- Flag Coat of arms
- Bágyogszovát Location within Hungary
- Coordinates: 47°35′22″N 17°21′37″E﻿ / ﻿47.5895°N 17.3604°E
- Country: Hungary
- County: Győr-Moson-Sopron County

Area
- • Total: 24.06 km^{2} (9.29 sq mi)

Population (2012)
- • Total: 1,284
- Postal code: 9145
- Area code: 96
- Motorways: M85
- Distance from Budapest: 154 km (96 mi) East

= Bágyogszovát =

Bágyogszovát is a municipality in Győr-Moson-Sopron county, Hungary. It is in the north-western region, 35 kilometers from Győr, in the direction of Sopron.

== History ==
The first known written records of Bágyogszovát are from the 13th century. According to those documents, the first part of the village was founded in 1224, and was named Zooac. This name was changed to Szovát during later centuries.
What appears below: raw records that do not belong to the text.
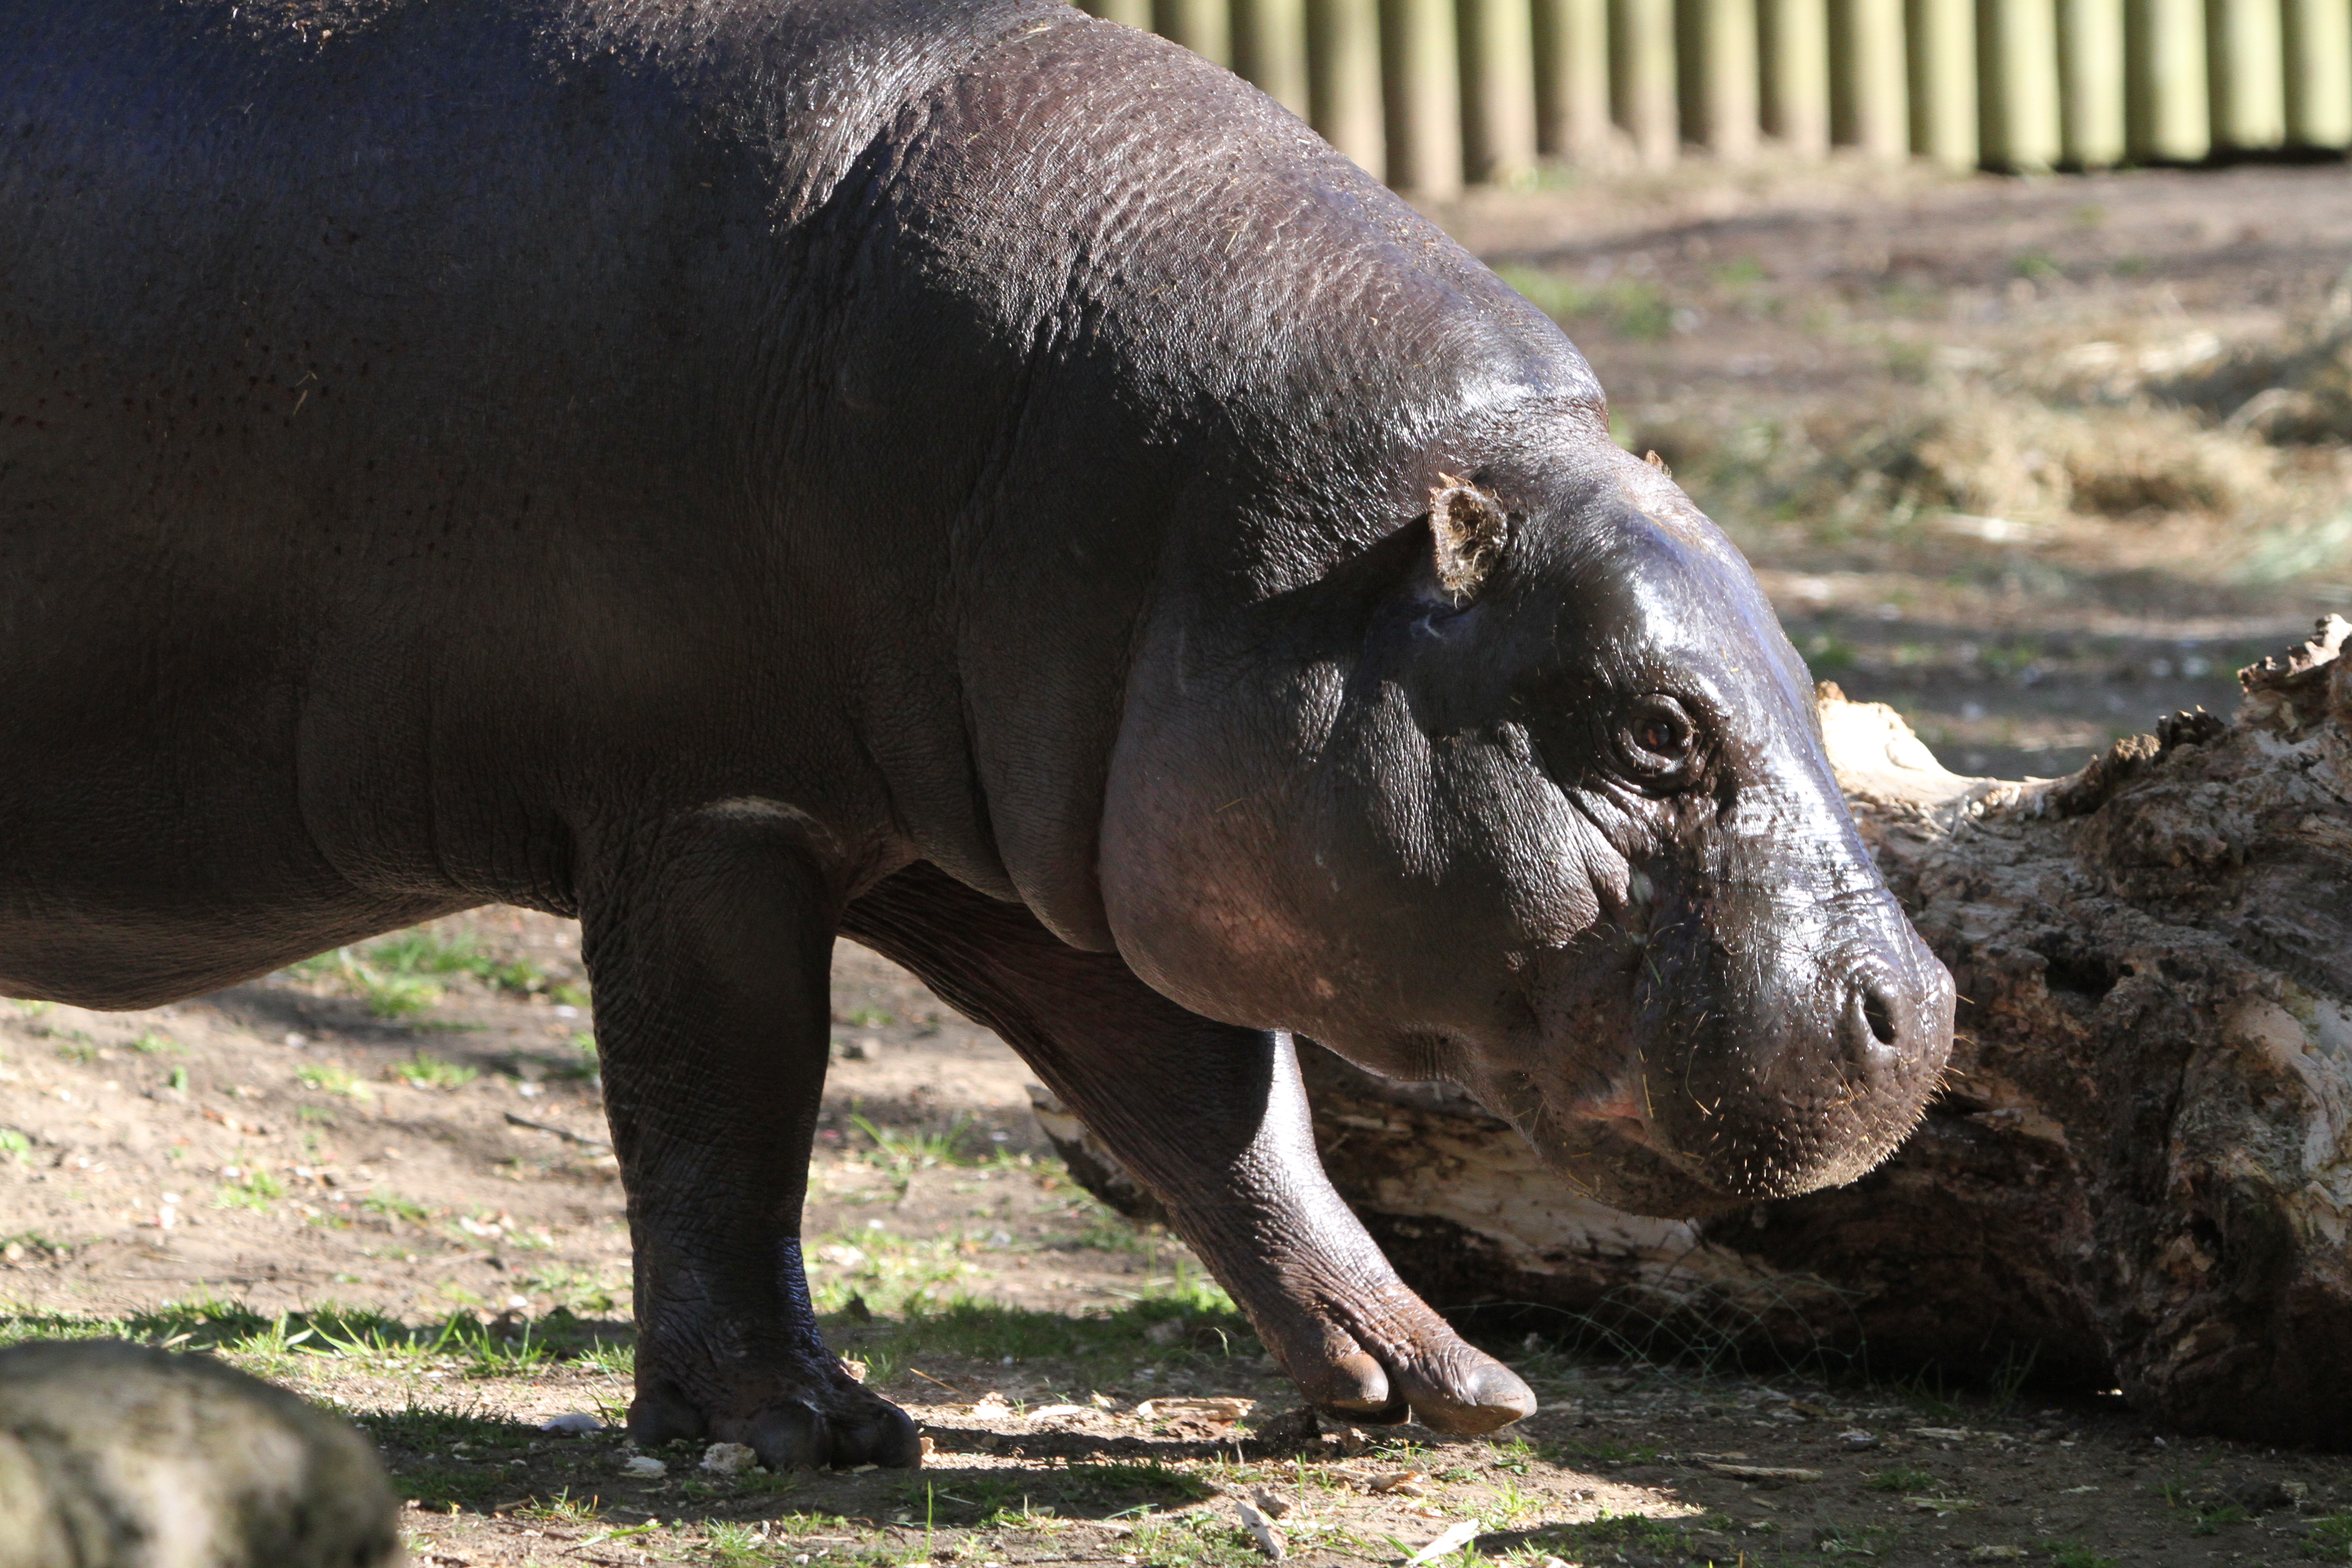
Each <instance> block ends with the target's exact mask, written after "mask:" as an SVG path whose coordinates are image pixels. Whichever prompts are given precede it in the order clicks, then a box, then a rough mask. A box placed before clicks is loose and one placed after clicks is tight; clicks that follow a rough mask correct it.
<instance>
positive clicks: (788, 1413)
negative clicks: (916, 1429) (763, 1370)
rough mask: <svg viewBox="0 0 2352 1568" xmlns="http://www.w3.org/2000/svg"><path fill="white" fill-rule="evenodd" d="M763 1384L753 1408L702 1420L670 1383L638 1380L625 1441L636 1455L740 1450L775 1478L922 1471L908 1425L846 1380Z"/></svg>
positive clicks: (678, 1392) (859, 1388)
mask: <svg viewBox="0 0 2352 1568" xmlns="http://www.w3.org/2000/svg"><path fill="white" fill-rule="evenodd" d="M767 1382H769V1389H767V1396H764V1399H760V1403H757V1406H753V1408H748V1410H741V1413H734V1415H710V1418H706V1415H703V1413H701V1410H699V1408H696V1406H694V1401H689V1399H687V1396H684V1392H682V1389H680V1387H677V1385H675V1382H668V1380H663V1378H659V1375H656V1378H642V1375H640V1380H637V1399H633V1401H630V1406H628V1436H630V1441H633V1443H637V1446H640V1448H649V1446H656V1443H675V1441H682V1439H684V1441H701V1439H713V1441H720V1443H743V1446H746V1448H750V1450H753V1453H755V1455H760V1462H762V1465H767V1467H769V1469H774V1472H786V1469H847V1467H851V1465H884V1467H889V1469H917V1467H922V1439H920V1436H917V1434H915V1422H913V1418H908V1413H906V1410H901V1408H898V1406H894V1403H891V1401H887V1399H882V1396H880V1394H873V1392H868V1389H866V1387H861V1385H858V1382H851V1380H849V1375H847V1373H835V1375H830V1378H826V1375H823V1373H818V1375H814V1378H771V1380H767Z"/></svg>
The village was the property of the bishop of Győr for more than five centuries. The other part of the village, Bágyog was founded later, but the exact date is not known. It was originally called Baguc. The two parts of the village were joined soon after World War II creating Bágyogszovát.

== Traffic ==
Bágyogszovát is near Route 85, the main route of the county.

The 7059 bus connects Bágyogszovát to Györ, while the 7110 bus connects Bágyogszovát to Csorna.

In 2024, a new roundabout was completed in Bágyogszovát at the cemetery of Szovát village.